It’s that time of year! Today, I begin yet another semester as a college professor.
Since my first semester teaching as a graduate assistant at UC Berkeley–way back in the fall of 1995–I have been lucky enough to be in my current state a total of 27 times. This is my 28th beginning to a semester spent working as a teacher.
When I began teaching, I thought of it largely (if not exclusively) in political terms. As a US historian, and as a specialist in the study of race, the political consequences of the topics we discussed in our classes were never difficult to grasp. Teaching, I reasoned, was a form of activism where I could arm people with the critical tools necessary to fashion a more equitable world.
I still see these possibilities in the study of the past, as I do in the study of almost anything that forces us to confront power. But I have to admit, this no longer forms the primary way by which I view my vocation.
Maybe I’m getting old, maybe it’s being a dad, but nowadays I most often see teaching as an act of love.
This is a very human and humane form of love. It relies on a cultivated sense of critical empathy. It nurtures our sense of self by requiring the study of others. It demands that we confront egoist ways of knowing by approaching the past as a “foreign country.”
In a few hours, I get to meet 20 or 30 young people who are at a wonderfully dynamic moment in their lives. They are coming to terms with who they are as adults, often discovering a world beyond that with which they were previously familiar. They are asking bold questions, clinging to as much as they destroy in terms of what is sacred and true.
No matter their politics, they are often living in a moment of radical potential. It is a passage for most, as it should be, but it leaves an impression that shapes the rest of their lives.
I get to witness this moment, watch them navigate through it, and participate in sometimes deeply personal ways.
It’s never the same. It changes for each student and with each term. This isn’t surprising. After all, even with their clear commonalities, each student is their own person. But classes are unique organisms, too. They have their own souls, their own energies. My role shifts with these changes but it also retains a feel of consistency.
My purpose is to nurture in them a sustained condition that lasts as long as they need it.
I challenge their ways of thinking through the voices of the past, with my own analysis and enthusiasm for the topic. I create space, room for creative thought, capacity to handle the unpredictable. I teach them how each of us makes sense of our reality from within a distinct context by showing them how I make sense of mine.
I love being a historian. I love being a teacher. I am honored to be able to provide others small moments that might contribute to their own development.
And I love those radical possibilities. Even at this stage, even at my age, every semester still provides me with my own moments of humility, demanding my empathy while revealing the limits of how much I do know.
That is the excitement of my daily life. And how lucky I am…

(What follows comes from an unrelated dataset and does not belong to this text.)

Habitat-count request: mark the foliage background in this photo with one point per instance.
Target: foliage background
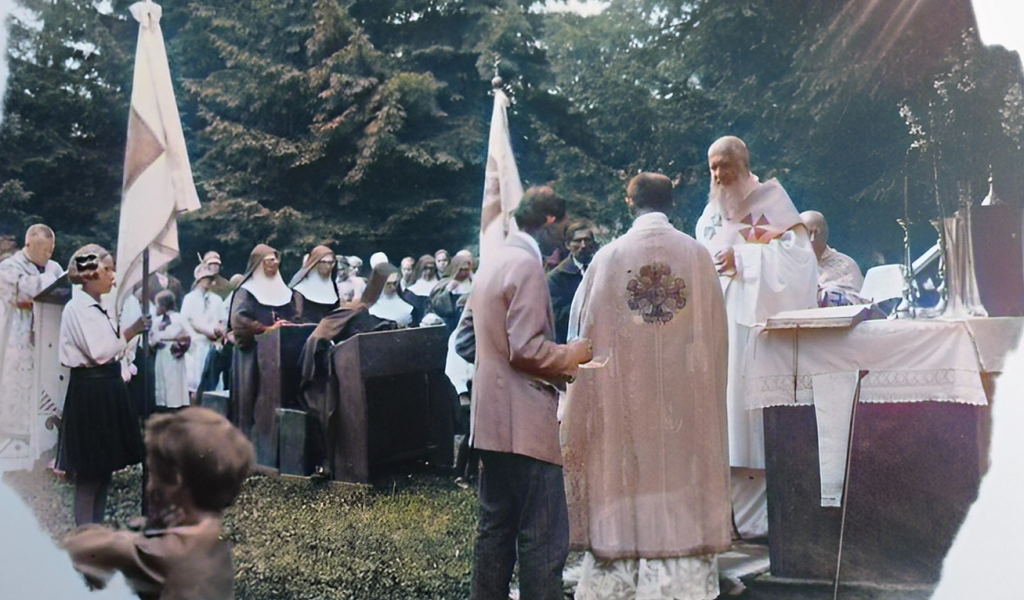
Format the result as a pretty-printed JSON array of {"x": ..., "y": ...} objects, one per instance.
[{"x": 363, "y": 123}]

“I love being a historian. I love being a teacher. I am honored to be able to provide others small moments that might contribute to their own development.”
What do you mean by “small moments” ? Do you consciously include all sides of history? (even if you disagree) Are your students all hispanic?
Ephraim F. Moya
What do you mean by “small moments” ?
My class is one of about 32 they will take in four years. I wouldn’t be so vain as to think that everything we discuss in my classes will equally contribute to my students’ development, or that it is more important than other things. But I am sure there are moments.
Do you consciously include all sides of history?
I don’t think you can include “all” sides. But I assume you mean it in the sense that there are two. Even then I don’t. My job is not to share a “side” but to make sure they know how people in the past thought, acted, felt. We can then discuss what we thought of that, but it rarely corresponds to a “side.”
Are your students all hispanic?
No. I work in a primarily “white” student population. I do have classes that are mostly Latino in students, but most are rather mixed.